USA – CMA CGM Group has announced a US$20 billion investment aimed at strengthening America’s domestic supply chain and maritime economy over the next four years.
This move is set to expand port capacity, increase fleet size, and enhance logistics operations across the country.
“This announcement builds on CMA CGM Group’s 35-year presence in the U.S. Today, the Group operates in 40 states and employs 15,000 Americans. As a leading partner in U.S. trade, CMA CGM transports over five million shipping containers to and from the country each year,” the company stated in an official release.
Rodolphe Saadé, Chairman and CEO of CMA CGM Group, emphasized the importance of this investment in deepening the company’s connection with the United States.
“I am proud to build on our long-standing relationship with the United States through this commitment of US$20 billion to the country’s maritime future and logistics capabilities,” he stated.

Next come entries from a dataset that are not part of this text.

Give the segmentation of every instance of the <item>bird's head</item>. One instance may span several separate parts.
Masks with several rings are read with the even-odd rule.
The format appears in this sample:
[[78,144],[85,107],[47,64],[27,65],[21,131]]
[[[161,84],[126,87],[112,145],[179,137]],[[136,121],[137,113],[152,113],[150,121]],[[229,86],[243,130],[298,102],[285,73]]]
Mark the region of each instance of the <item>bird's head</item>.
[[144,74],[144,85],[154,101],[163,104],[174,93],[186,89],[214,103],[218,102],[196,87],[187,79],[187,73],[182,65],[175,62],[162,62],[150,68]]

“Over the next four years, we will significantly grow our U.S.-flagged fleet, expand the capacity of key container ports on both coasts, develop state-of-the-art warehousing across the country and establish a significant air cargo hub in Chicago.”
This move is projected to create 10,000 new American jobs and further strengthen our partnership with American customers and public authorities.
The investment will contribute to the development of American maritime resources, aligning with the U.S. administration’s priorities to enhance shipbuilding capabilities.
This includes strengthening the company’s subsidiary, American President Lines (APL), to ensure secure and efficient transportation for U.S. government cargo.
The initiative will also improve port infrastructure in major locations such as New York, Los Angeles, Dutch Harbor, Houston, and Miami.
In addition to maritime expansion, CMA CGM will increase air cargo capacity. A newly planned hub in Chicago will support trade operations by deploying five new Boeing 777 freighters, which will be operated by American pilots.
“Anchored by a new hub in Chicago, the Group will deploy five new Boeing 777 freighters, operated by American pilots, to strengthen U.S. trade and connectivity and ensure the reliable transport of critical and time-sensitive goods,” the statement added.
The company also plans to open a logistics research and development center in Boston, focusing on advanced robotics and automation solutions.
Expanding global footprint
Beyond the U.S., CMA CGM has been increasing its investments in key global ports. The company recently inaugurated a container terminal at Khalifa Port in the UAE, as part of the country’s expansion strategy.
The US$845 million project, managed through a joint venture between CMA Terminals (70%) and Abu Dhabi Ports (30%), will add a capacity of 1.8 million TEU to the port.
Rodolphe Saadé emphasized the strategic importance of this development. “The inauguration of our new container terminal is a major step in the development of Khalifa Port, consolidating Abu Dhabi’s position as a global trade hub. This strategic infrastructure will boost shipping and logistics activities across the region,” he said.
CMA CGM and AD Ports have also signed an agreement aimed at advancing maritime education and training in the Gulf region.
As part of this initiative, Abu Dhabi Maritime Academy cadets will have opportunities to train aboard CMA CGM vessels.
In the past three years, the company has significantly expanded its terminal operations worldwide, targeting key locations such as the Mediterranean, the Americas, and major ports like New York, New Jersey, and Brazil’s Port of Santos.